Stinkbugs – When it comes to stinkbugs, you should continue scouting until the latest planted fields reach the mid R-6 stage, when beans should no longer be susceptible to direct loss from stink bug feeding. Once soybeans reach mid R-6 to R-7 (beginning seed maturity) , studies from the South say that scouting may still be needed to avoid quality damage from stinkbugs which can include underdeveloped or aborted seeds, green stem syndrome, reductions in seed vigor and viability, and a reduction in the storage stability of harvested seeds

Pod Scarring – You also need to consider the potential for grasshoppers and bean leaf beetles to feed on pods. With the recent increase in bean leaf beetle populations in some areas of the state, you will need to examine pods for feeding damage. During the last wet fall, we did see significant pod scarring from bean leaf beetles late in the season that resulted in moldy beans. The following link from Ohio State University gives guidance on treatments related to percent pod injury from actively feeding beetles on beans that are still filling:

The following link from Purdue also gives additional information on decision making regarding the number of bean leaf beetles per sweep, percent pod injury and when you need to consider a treatment.

Soybean Aphid – We continue to here reports of economic levels. To review treatment decision making (information developed in the Midwest): (a) the current economic threshold for aphids is still set at 250 aphids per plant through the R5 growth stage (3 mm long seed in the pod at one of the four uppermost nodes on the main stem) with an increasing population. (b) You should check fields at least twice before making a treatment decision. If you find 250 per plant you need to re-check in 3-4 days to see if the population is increasing.

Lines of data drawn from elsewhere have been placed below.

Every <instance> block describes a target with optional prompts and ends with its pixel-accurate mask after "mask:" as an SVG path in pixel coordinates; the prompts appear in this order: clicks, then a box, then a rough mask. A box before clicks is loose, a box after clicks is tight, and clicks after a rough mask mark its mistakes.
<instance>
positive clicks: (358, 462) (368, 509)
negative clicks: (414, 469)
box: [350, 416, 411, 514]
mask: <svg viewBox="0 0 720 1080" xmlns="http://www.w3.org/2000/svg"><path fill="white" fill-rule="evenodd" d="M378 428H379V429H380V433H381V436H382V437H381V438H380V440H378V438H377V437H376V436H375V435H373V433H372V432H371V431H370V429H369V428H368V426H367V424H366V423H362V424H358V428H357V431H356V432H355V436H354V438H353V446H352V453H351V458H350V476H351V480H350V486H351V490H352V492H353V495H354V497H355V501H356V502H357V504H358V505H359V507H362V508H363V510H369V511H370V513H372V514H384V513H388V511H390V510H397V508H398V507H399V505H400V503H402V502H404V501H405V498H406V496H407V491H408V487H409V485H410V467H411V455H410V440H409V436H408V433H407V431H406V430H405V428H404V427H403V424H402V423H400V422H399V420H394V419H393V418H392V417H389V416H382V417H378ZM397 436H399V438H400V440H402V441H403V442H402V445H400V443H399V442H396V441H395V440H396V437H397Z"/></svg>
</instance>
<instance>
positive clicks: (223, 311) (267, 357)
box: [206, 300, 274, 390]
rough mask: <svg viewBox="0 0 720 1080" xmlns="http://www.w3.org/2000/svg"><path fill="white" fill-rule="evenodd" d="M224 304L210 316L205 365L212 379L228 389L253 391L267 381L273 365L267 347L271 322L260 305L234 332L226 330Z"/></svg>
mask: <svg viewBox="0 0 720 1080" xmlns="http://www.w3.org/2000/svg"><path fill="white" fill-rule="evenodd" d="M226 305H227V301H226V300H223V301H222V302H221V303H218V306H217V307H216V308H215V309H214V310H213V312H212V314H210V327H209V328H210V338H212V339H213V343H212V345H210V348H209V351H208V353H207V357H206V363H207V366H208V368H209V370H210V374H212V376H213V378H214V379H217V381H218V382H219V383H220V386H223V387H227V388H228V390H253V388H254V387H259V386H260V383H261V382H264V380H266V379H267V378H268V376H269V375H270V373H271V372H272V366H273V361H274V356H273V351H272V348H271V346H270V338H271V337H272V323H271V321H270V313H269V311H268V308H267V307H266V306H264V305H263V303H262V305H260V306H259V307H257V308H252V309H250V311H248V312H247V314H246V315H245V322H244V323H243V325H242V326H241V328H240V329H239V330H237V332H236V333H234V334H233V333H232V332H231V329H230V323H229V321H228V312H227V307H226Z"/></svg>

This insect can be controlled by beneficial insects so be sure to watch for natural enemies including lady beetles, parasitized aphids and fungal pathogens that can help to crash populations.

Reminder — If you do need to treat for any of the above insects, be sure to check the label for the pre-harvest interval (time needed between last application and harvest) as well as other restrictions, including rotational restrictions.